Il provvedimento prevede per i magistrati candidati, ma non eletti, il rientro nell’incarico con l’obbligo però dell’astensione nei due anni successivi alla data delle elezioni dalle funzioni inquirenti. Gli stessi non potranno essere assegnati ad uffici all’interno della circoscrizione elettorale in cui si sono candidati. Vengono ricollocati presso l’ufficio di provenienza coloro che provengono dai collegi giudicanti della Corte di Cassazione, del Consiglio di Stato, della Corte dei Conti centrale, della Corte Militare di appello. I magistrati della Procura nazionale antimafia verranno ricollocati presso la procura generale presso la Corte di Cassazione. Al termine del mandato i magistrati verranno invece ricollocati, ove ne abbiano i requisiti, presso la Corte di Cassazione o la Procura generale della Corte di Cassazione, o in un distretto di Corte di Appello diverso da quello in cui è compresa la circoscrizione elettorale in cui erano stati eletti. Per tre anni non potranno ricoprire incarichi direttivi o semidirettivi.

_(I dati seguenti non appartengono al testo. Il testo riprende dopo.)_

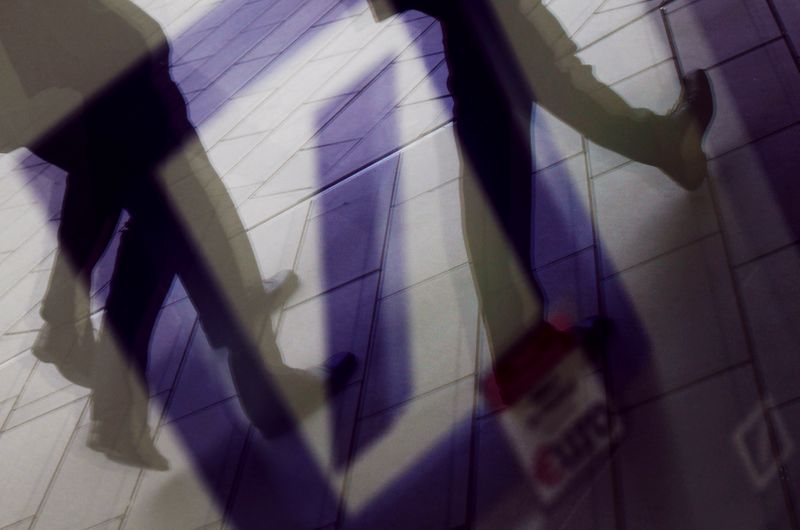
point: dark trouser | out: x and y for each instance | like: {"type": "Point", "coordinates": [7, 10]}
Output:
{"type": "Point", "coordinates": [496, 72]}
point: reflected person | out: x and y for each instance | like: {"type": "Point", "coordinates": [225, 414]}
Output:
{"type": "Point", "coordinates": [100, 104]}
{"type": "Point", "coordinates": [502, 56]}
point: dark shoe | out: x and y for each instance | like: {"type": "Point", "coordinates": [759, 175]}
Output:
{"type": "Point", "coordinates": [534, 356]}
{"type": "Point", "coordinates": [684, 161]}
{"type": "Point", "coordinates": [129, 450]}
{"type": "Point", "coordinates": [299, 393]}
{"type": "Point", "coordinates": [339, 368]}
{"type": "Point", "coordinates": [71, 350]}
{"type": "Point", "coordinates": [593, 335]}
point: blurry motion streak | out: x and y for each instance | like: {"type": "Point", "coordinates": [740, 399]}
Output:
{"type": "Point", "coordinates": [501, 58]}
{"type": "Point", "coordinates": [127, 144]}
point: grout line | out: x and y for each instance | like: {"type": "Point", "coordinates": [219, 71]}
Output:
{"type": "Point", "coordinates": [625, 410]}
{"type": "Point", "coordinates": [72, 438]}
{"type": "Point", "coordinates": [362, 394]}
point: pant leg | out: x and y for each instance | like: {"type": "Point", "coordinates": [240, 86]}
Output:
{"type": "Point", "coordinates": [497, 211]}
{"type": "Point", "coordinates": [89, 215]}
{"type": "Point", "coordinates": [141, 278]}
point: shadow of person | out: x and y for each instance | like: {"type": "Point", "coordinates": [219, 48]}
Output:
{"type": "Point", "coordinates": [502, 56]}
{"type": "Point", "coordinates": [90, 91]}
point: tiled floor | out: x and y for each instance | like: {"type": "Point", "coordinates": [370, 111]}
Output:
{"type": "Point", "coordinates": [333, 134]}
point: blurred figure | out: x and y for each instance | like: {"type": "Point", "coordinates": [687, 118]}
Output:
{"type": "Point", "coordinates": [502, 56]}
{"type": "Point", "coordinates": [93, 95]}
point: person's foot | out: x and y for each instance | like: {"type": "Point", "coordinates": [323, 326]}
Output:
{"type": "Point", "coordinates": [338, 369]}
{"type": "Point", "coordinates": [301, 392]}
{"type": "Point", "coordinates": [71, 350]}
{"type": "Point", "coordinates": [120, 446]}
{"type": "Point", "coordinates": [685, 162]}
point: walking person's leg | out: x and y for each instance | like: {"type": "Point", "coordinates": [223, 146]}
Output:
{"type": "Point", "coordinates": [89, 214]}
{"type": "Point", "coordinates": [142, 276]}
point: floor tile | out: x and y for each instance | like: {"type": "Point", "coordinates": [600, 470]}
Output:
{"type": "Point", "coordinates": [630, 50]}
{"type": "Point", "coordinates": [683, 306]}
{"type": "Point", "coordinates": [709, 31]}
{"type": "Point", "coordinates": [425, 338]}
{"type": "Point", "coordinates": [296, 480]}
{"type": "Point", "coordinates": [425, 238]}
{"type": "Point", "coordinates": [412, 463]}
{"type": "Point", "coordinates": [344, 237]}
{"type": "Point", "coordinates": [679, 466]}
{"type": "Point", "coordinates": [769, 290]}
{"type": "Point", "coordinates": [753, 97]}
{"type": "Point", "coordinates": [427, 164]}
{"type": "Point", "coordinates": [338, 321]}
{"type": "Point", "coordinates": [29, 456]}
{"type": "Point", "coordinates": [570, 286]}
{"type": "Point", "coordinates": [756, 191]}
{"type": "Point", "coordinates": [506, 498]}
{"type": "Point", "coordinates": [629, 234]}
{"type": "Point", "coordinates": [88, 488]}
{"type": "Point", "coordinates": [203, 451]}
{"type": "Point", "coordinates": [562, 223]}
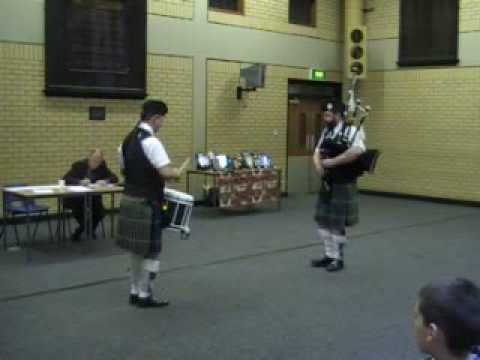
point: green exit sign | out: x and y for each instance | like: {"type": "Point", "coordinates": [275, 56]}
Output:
{"type": "Point", "coordinates": [316, 74]}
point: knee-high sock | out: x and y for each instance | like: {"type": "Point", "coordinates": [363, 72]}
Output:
{"type": "Point", "coordinates": [149, 267]}
{"type": "Point", "coordinates": [326, 237]}
{"type": "Point", "coordinates": [135, 273]}
{"type": "Point", "coordinates": [339, 242]}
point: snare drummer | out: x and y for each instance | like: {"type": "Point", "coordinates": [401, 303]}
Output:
{"type": "Point", "coordinates": [146, 166]}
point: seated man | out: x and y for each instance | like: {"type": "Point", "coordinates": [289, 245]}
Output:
{"type": "Point", "coordinates": [85, 172]}
{"type": "Point", "coordinates": [447, 320]}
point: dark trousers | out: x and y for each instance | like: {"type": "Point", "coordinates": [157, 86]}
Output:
{"type": "Point", "coordinates": [76, 205]}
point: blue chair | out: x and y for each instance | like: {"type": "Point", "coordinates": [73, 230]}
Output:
{"type": "Point", "coordinates": [17, 208]}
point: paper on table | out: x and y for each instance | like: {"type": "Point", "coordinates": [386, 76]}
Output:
{"type": "Point", "coordinates": [78, 189]}
{"type": "Point", "coordinates": [42, 191]}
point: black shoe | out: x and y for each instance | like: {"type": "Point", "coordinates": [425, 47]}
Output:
{"type": "Point", "coordinates": [335, 265]}
{"type": "Point", "coordinates": [323, 262]}
{"type": "Point", "coordinates": [150, 302]}
{"type": "Point", "coordinates": [133, 299]}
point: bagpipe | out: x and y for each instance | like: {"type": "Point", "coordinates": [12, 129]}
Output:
{"type": "Point", "coordinates": [355, 114]}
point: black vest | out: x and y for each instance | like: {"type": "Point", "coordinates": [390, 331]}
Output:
{"type": "Point", "coordinates": [332, 147]}
{"type": "Point", "coordinates": [141, 177]}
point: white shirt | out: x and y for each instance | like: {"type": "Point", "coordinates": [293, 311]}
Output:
{"type": "Point", "coordinates": [358, 143]}
{"type": "Point", "coordinates": [152, 148]}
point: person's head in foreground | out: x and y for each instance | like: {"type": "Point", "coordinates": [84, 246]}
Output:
{"type": "Point", "coordinates": [447, 319]}
{"type": "Point", "coordinates": [153, 113]}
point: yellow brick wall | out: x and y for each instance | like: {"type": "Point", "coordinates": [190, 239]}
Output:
{"type": "Point", "coordinates": [383, 22]}
{"type": "Point", "coordinates": [426, 124]}
{"type": "Point", "coordinates": [256, 123]}
{"type": "Point", "coordinates": [40, 137]}
{"type": "Point", "coordinates": [174, 8]}
{"type": "Point", "coordinates": [424, 120]}
{"type": "Point", "coordinates": [273, 16]}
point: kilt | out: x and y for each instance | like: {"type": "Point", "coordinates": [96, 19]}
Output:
{"type": "Point", "coordinates": [139, 227]}
{"type": "Point", "coordinates": [337, 206]}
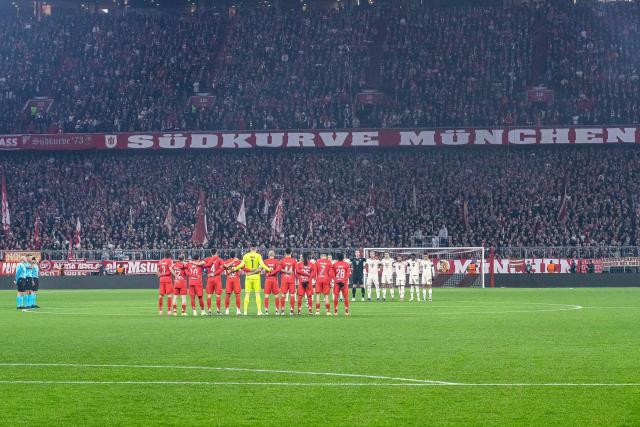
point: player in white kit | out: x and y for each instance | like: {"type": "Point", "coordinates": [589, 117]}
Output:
{"type": "Point", "coordinates": [387, 277]}
{"type": "Point", "coordinates": [427, 276]}
{"type": "Point", "coordinates": [372, 266]}
{"type": "Point", "coordinates": [413, 265]}
{"type": "Point", "coordinates": [400, 266]}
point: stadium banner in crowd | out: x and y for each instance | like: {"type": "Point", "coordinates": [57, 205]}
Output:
{"type": "Point", "coordinates": [449, 266]}
{"type": "Point", "coordinates": [422, 137]}
{"type": "Point", "coordinates": [133, 267]}
{"type": "Point", "coordinates": [14, 256]}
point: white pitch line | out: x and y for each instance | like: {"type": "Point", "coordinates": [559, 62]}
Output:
{"type": "Point", "coordinates": [214, 368]}
{"type": "Point", "coordinates": [298, 384]}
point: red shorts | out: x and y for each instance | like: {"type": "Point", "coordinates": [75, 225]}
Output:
{"type": "Point", "coordinates": [166, 285]}
{"type": "Point", "coordinates": [180, 287]}
{"type": "Point", "coordinates": [271, 286]}
{"type": "Point", "coordinates": [305, 288]}
{"type": "Point", "coordinates": [195, 288]}
{"type": "Point", "coordinates": [233, 285]}
{"type": "Point", "coordinates": [323, 286]}
{"type": "Point", "coordinates": [214, 285]}
{"type": "Point", "coordinates": [341, 288]}
{"type": "Point", "coordinates": [287, 284]}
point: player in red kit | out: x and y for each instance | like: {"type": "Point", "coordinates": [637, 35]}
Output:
{"type": "Point", "coordinates": [166, 282]}
{"type": "Point", "coordinates": [232, 283]}
{"type": "Point", "coordinates": [306, 273]}
{"type": "Point", "coordinates": [214, 266]}
{"type": "Point", "coordinates": [194, 276]}
{"type": "Point", "coordinates": [287, 280]}
{"type": "Point", "coordinates": [324, 273]}
{"type": "Point", "coordinates": [271, 286]}
{"type": "Point", "coordinates": [179, 284]}
{"type": "Point", "coordinates": [341, 273]}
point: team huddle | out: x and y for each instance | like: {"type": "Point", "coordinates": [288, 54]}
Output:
{"type": "Point", "coordinates": [287, 280]}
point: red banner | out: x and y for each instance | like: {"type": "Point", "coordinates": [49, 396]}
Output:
{"type": "Point", "coordinates": [325, 139]}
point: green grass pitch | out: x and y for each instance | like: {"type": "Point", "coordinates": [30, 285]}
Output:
{"type": "Point", "coordinates": [471, 357]}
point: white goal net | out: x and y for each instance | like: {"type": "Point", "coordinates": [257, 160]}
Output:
{"type": "Point", "coordinates": [453, 267]}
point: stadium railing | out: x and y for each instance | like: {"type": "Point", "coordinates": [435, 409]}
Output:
{"type": "Point", "coordinates": [586, 252]}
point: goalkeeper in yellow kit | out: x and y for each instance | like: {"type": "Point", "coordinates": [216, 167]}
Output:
{"type": "Point", "coordinates": [252, 261]}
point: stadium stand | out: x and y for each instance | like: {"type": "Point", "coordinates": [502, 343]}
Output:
{"type": "Point", "coordinates": [513, 197]}
{"type": "Point", "coordinates": [433, 66]}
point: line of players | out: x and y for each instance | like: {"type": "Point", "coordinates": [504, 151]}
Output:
{"type": "Point", "coordinates": [302, 278]}
{"type": "Point", "coordinates": [419, 271]}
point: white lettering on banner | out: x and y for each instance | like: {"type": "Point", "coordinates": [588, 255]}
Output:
{"type": "Point", "coordinates": [301, 139]}
{"type": "Point", "coordinates": [554, 136]}
{"type": "Point", "coordinates": [589, 136]}
{"type": "Point", "coordinates": [364, 139]}
{"type": "Point", "coordinates": [140, 141]}
{"type": "Point", "coordinates": [236, 140]}
{"type": "Point", "coordinates": [621, 135]}
{"type": "Point", "coordinates": [171, 140]}
{"type": "Point", "coordinates": [274, 140]}
{"type": "Point", "coordinates": [486, 136]}
{"type": "Point", "coordinates": [455, 137]}
{"type": "Point", "coordinates": [8, 142]}
{"type": "Point", "coordinates": [425, 137]}
{"type": "Point", "coordinates": [202, 140]}
{"type": "Point", "coordinates": [334, 139]}
{"type": "Point", "coordinates": [522, 136]}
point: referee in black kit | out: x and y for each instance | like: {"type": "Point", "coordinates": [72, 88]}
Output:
{"type": "Point", "coordinates": [357, 275]}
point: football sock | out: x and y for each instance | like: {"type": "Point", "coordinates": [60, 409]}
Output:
{"type": "Point", "coordinates": [246, 302]}
{"type": "Point", "coordinates": [258, 302]}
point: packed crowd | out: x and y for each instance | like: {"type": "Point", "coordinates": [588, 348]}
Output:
{"type": "Point", "coordinates": [276, 69]}
{"type": "Point", "coordinates": [512, 197]}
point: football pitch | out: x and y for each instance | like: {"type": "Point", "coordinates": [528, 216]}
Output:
{"type": "Point", "coordinates": [471, 357]}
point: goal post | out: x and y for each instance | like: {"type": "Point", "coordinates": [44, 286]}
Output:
{"type": "Point", "coordinates": [454, 266]}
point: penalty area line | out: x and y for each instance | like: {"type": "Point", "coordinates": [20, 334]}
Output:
{"type": "Point", "coordinates": [301, 384]}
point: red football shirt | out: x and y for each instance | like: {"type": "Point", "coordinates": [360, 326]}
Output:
{"type": "Point", "coordinates": [288, 266]}
{"type": "Point", "coordinates": [274, 265]}
{"type": "Point", "coordinates": [341, 271]}
{"type": "Point", "coordinates": [305, 272]}
{"type": "Point", "coordinates": [164, 267]}
{"type": "Point", "coordinates": [323, 269]}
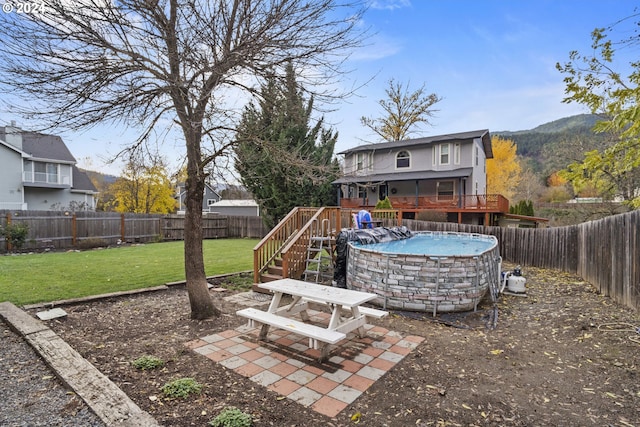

«E’ un provvedimento - dice il senatore Pagliari - che va nella giusta direzione, pur se non è la soluzione netta del divieto del rientro in magistratura, auspicata non senza ragioni da taluno». E su questo aspetto si segnala la “delusione” del consigliere Pierantonio Zanettin ( FI) che, prima di essere eletto componente laico del Csm, nel 2013 era stato relatore del ddl insieme a Casson. «L’iniziale ddl dice Zanettin - venne approvato all’unanimità. Si era trovata un’ampia convergenza sul fatto che il magistrato, terminato il suo mandato, non dovesse tornare a giudicare perché l’elemento essenziale di chi riveste la toga non è essere imparziale ma apparire tale. Mi sembra evidente che se una magistrato ha avuto ruoli politici e poi torna a giudicare la sua imparzialità può essere messa in discussione». «Il testo originale è stato “annacquato” ed è chiaro che il Pd abbia alla fine voluto rendere più ' blande' le regole per i magistrati che tornano in servizio dopo aver deciso di fare politica attiva», ha poi aggiunto Zanettin.